His voice sharpened, the mirth tapering into something cold and deliberate.
"Listen closely, Rosinante. I suspect we've found the giant tribe we've been hunting. No, I'm not entirely sure yet… but what little information we've scraped together points to them."
He stepped closer to the ice wall as he spoke, his reflection warped in the frozen surface—lips curling into a smile that didn't reach his eyes.
"So here's what I want you to do. You will make a trip to Elbaf—personally. While we try and secure these specimens within greenbit and try and uncover if they are merely dead fossils or simply frozen alive. You'll dig through their sagas, their songs, their elders' memories—anything that can confirm their identity."
A pause, his head tilting slightly, as if hearing a jovial comment making Doffy smirk.
"Yes, I know the risks. Isn't that why I'm sending you...?"
Another beat. His tone softened into that velvet-wrapped baritone, a genuine tone only reserved for his little brother Rosinanate.
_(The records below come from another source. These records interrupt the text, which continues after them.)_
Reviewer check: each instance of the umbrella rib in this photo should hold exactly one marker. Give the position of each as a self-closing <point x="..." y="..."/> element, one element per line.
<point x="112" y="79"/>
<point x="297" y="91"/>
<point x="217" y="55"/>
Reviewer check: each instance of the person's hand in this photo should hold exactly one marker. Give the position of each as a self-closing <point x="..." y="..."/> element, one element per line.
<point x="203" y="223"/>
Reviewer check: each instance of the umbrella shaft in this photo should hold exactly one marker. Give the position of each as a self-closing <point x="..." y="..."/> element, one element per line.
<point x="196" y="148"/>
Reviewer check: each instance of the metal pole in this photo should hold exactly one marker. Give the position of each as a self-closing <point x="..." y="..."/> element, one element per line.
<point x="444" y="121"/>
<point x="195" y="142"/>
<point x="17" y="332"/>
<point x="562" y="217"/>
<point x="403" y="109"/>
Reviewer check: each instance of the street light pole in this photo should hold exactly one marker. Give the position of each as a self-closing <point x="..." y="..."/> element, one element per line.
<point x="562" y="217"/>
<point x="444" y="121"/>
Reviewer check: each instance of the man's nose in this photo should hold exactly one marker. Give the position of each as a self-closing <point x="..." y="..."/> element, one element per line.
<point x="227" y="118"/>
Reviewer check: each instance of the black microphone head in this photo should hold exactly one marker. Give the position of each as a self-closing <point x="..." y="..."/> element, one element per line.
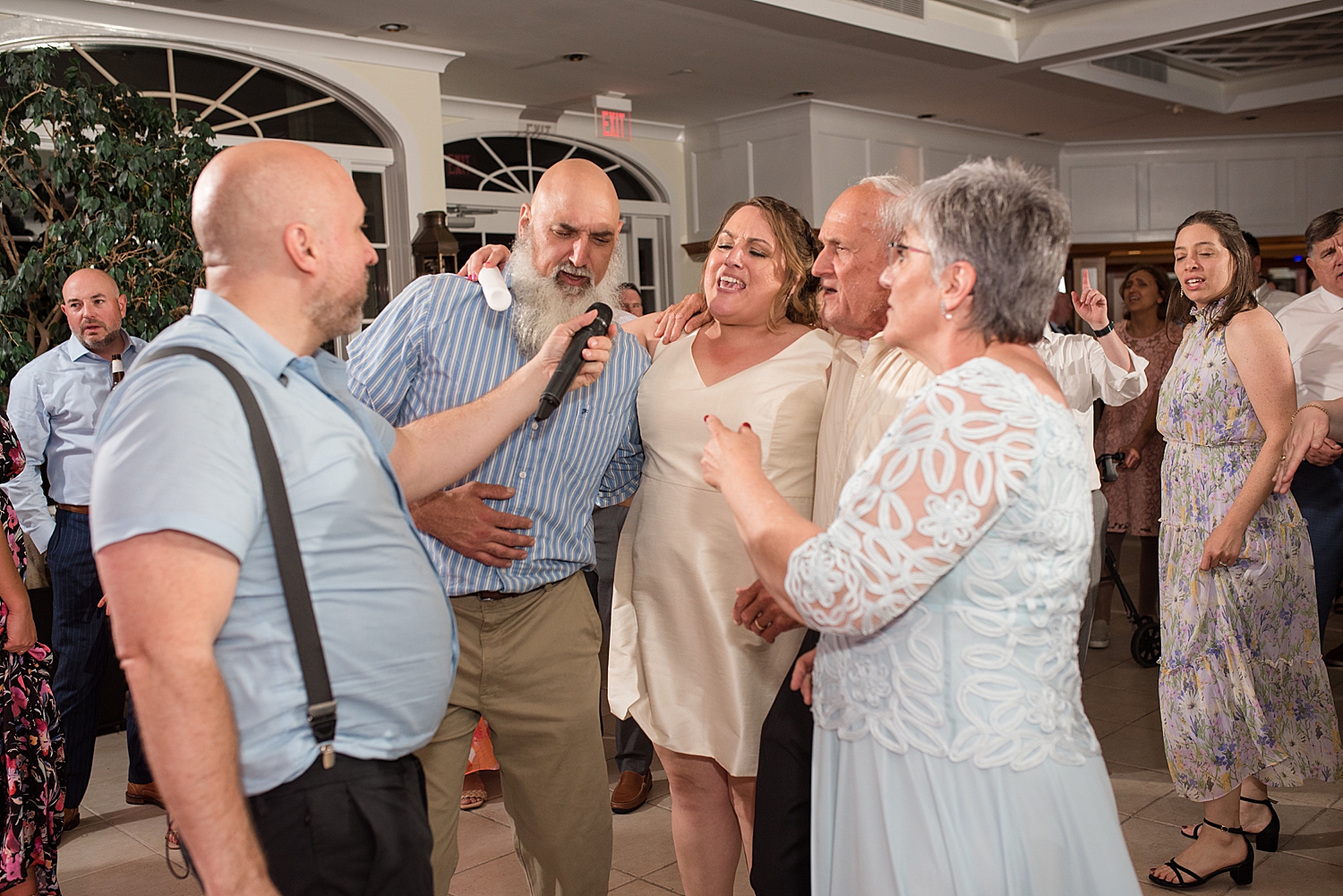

"You're the only one I trust with this, little brother. Don't disappoint me, and be careful; if they are really the Gallelia, as we suspect, then we don't know how the giants of Elbaf would react to it."
The snail's eyes drooped into a nod as the call ended with a soft click. Doflamingo's smile lingered, but his fingers were already flexing, purple flames twitching at his fingertips—flames that were already stretching toward Elbaf.